The Tax Equity Market
The tax equity market is awaiting new guidelines that could affect how some deals are structured.
The Internal Revenue Service is working on a revenue procedure that will explain what it wants to see in tax equity transactions involving tax credits for renovating historic buildings. The tax credits work like the investment tax credit in renewable energy projects. They are claimed in the year a project is completed. They are 20% of the amount spent on renovations. Developers form partnerships with tax equity investors and allocate the credits disproportionately to the tax equity investors.
The IRS feels that some such partnership transactions have become too aggressive.
A US appeals court struck down one such transaction in August 2012. The case, called Historic Boardwalk LLC v. Commissioner, involved renovation of a sports arena and exhibition hall in Atlantic City that was originally built in the 1920s and was the site of the Miss America pageant starting in 1933. The state of New Jersey, which did the renovation and had no use for the federal tax credits on the project, entered into a complicated transaction to transfer the tax credits to Pitney Bowes. The transaction had a number of features that apparently are common in the historic and affordable housing tax equity markets, but that would be viewed as aggressive in the renewable energy market. (See earlier coverage in the September 2012 NewsWire starting on page 7.)
An IRS associate area counsel in Detroit said in an internal memo made public in March 2013 that another transaction was nothing more than a “circular flow of contracts” with no real partnership formed. (See the April 2013 NewsWire starting on page 27.)
The court decision and IRS memo have caused some tax equity investors to defer making further investments in transactions involving historic tax credits until there is more guidance from the IRS.
Senior IRS officials say it is easy to structure transactions to transfer historic tax credits so that the transactions pass muster, but that the market appears to be walking too close to the line in some cases to bare sales of tax credits.
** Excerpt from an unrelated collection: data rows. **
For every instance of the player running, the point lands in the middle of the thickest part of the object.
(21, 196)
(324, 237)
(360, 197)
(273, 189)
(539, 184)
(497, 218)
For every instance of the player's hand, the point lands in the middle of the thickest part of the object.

Broker presentations that pitch the transactions as tax credit sales do not help the situation.
The guidance is on a “fast track,” according to Craig Gerson, an attorney-adviser in the office of tax policy at the US Treasury.
The goal is to create a zone in which the deals can be done. The IRS is expected to say it wants a meaningful upfront investment by the tax equity investor. Many investors put in a small amount of money shortly before the end of the renovation project and then invest the rest after the project has been completed. The agency also wants to see “entrepreneurial downside risk” and a potential upside for the investor.
An historic tax credit coalition submitted eight fact patterns that it asked the IRS to be sure to address. Two of the fact patterns describe “fixed-flip” partnerships, where the tax equity investor takes a small share of the cash as preferred cash distributions and virtually all the tax benefits until a fixed date in the future, and “overlapping” inverted leases that strip tax credits by having the developer lease the project to a tax equity investor to whom the developer elects to pass through the tax credits and the tax equity investor also takes an interest in the lessor. The fact patterns do not mention some of the more aggressive features that are typical of such transaction structures. Another fact pattern asks the IRS for its view if the investor buys tax credit insurance from a third party.
The guidelines are expected to be patterned after guidelines the IRS issued in 2007 for partnership flip transactions involving wind farms. Any new rules for historic tax credit transactions will be read with interest by the broader tax equity community.
The US Supreme Court declined in late May to review the US appeals court decision in the Historic Boardwalk case.